Council reported to Cabinet Office over £40m framework
The government is investigating Tower Hamlets Council after it cancelled plans for a £40 million construction framework — only to announce it would re-tender the whole deal.
The council has been reported to the Cabinet Office’s “mystery shopper” website, which was set up last year to allow small businesses to complain about unfair procurement processes.
The council advertised a four-year construction framework in December for architects, engineers and other built environment professionals who spent many hours completing a 43-page pre-qualification questionnaire.
The framework particularly appealed to young practices because the turnover and PI insurance requirements were not insurmountable, said Russell Curtis, a director of RCKa and a member of the RIBA’s procurement reform group.
But six months after the closing date, applicants received an email from Tower Hamlets saying the procurement had been cancelled because the “structure of the contract was out of step with current market conditions”.

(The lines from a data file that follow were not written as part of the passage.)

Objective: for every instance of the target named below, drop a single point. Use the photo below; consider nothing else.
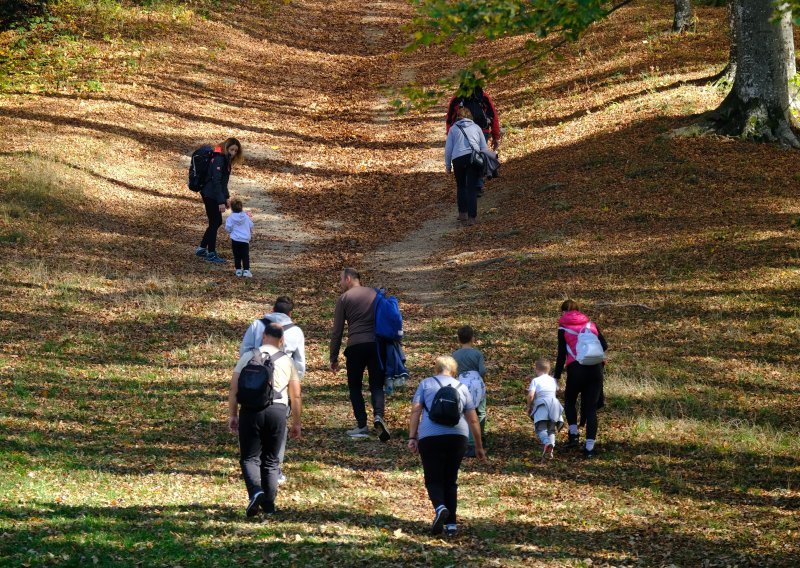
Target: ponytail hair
(237, 159)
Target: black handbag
(476, 159)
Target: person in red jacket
(484, 115)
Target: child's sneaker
(442, 514)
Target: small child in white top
(544, 408)
(239, 225)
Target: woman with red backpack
(584, 360)
(216, 197)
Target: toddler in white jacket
(239, 225)
(544, 408)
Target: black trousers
(214, 222)
(261, 434)
(441, 459)
(586, 381)
(467, 184)
(359, 357)
(241, 254)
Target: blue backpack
(388, 320)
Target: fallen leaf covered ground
(117, 343)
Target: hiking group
(470, 123)
(448, 409)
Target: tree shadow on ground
(200, 534)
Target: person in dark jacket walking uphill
(216, 197)
(583, 380)
(464, 137)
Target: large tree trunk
(728, 74)
(684, 16)
(758, 106)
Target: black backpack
(256, 383)
(446, 406)
(199, 167)
(475, 106)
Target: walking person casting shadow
(442, 412)
(216, 197)
(464, 144)
(356, 307)
(582, 348)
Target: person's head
(465, 334)
(464, 112)
(542, 366)
(273, 333)
(283, 305)
(232, 149)
(349, 278)
(445, 365)
(570, 306)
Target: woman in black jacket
(216, 197)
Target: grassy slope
(114, 358)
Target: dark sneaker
(383, 431)
(215, 258)
(442, 514)
(255, 504)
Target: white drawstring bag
(588, 350)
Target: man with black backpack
(263, 382)
(294, 345)
(483, 113)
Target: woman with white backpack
(581, 348)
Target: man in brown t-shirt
(356, 307)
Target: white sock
(544, 437)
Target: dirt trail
(406, 265)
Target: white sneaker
(358, 432)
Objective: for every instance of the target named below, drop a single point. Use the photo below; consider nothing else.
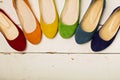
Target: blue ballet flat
(82, 36)
(98, 44)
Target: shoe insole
(7, 27)
(47, 9)
(27, 19)
(111, 26)
(92, 16)
(70, 12)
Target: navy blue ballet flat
(106, 35)
(90, 21)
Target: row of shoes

“The council is therefore preparing to issue a new Ojeu for a contract that will meet its requirements for construction consultancy services,” it said, inviting the recipients to reapply.
Curtis said: “It’s a bit disrespectful to be so vague. Market conditions can’t have changed significantly in the last six months to ditch the whole thing.
“A lot of work was put in by many practices. The council put off making a decision for months and suddenly cancelled the whole thing. I no longer find this kind of behaviour surprising but it is frustrating.
“The people procuring these things have no appreciation of how much work goes into them.”
Luke Tozer, a director of Pitman Tozer Architects which also applied, estimated his practice wasted up to three days, or £2,500, on its submission.
If there were 20 applicants for each of the 13 categories of the scrapped framework, it could amount to more than two “man years” of waste, he said.
“It’s a very poor use of public funds and incredibly costly for the private sector. There should be a process of reprimand and compensation,” said Tozer, who is also on the RIBA’s working group.
Hari Phillips, director of Bell Phillips Architects, which also applied, said: “This demonstrates why we need a better way of procuring architectural services in the public sector.”
The Cabinet Office confirmed it was investigating.
Tower Hamlets did not respond before BD went to press.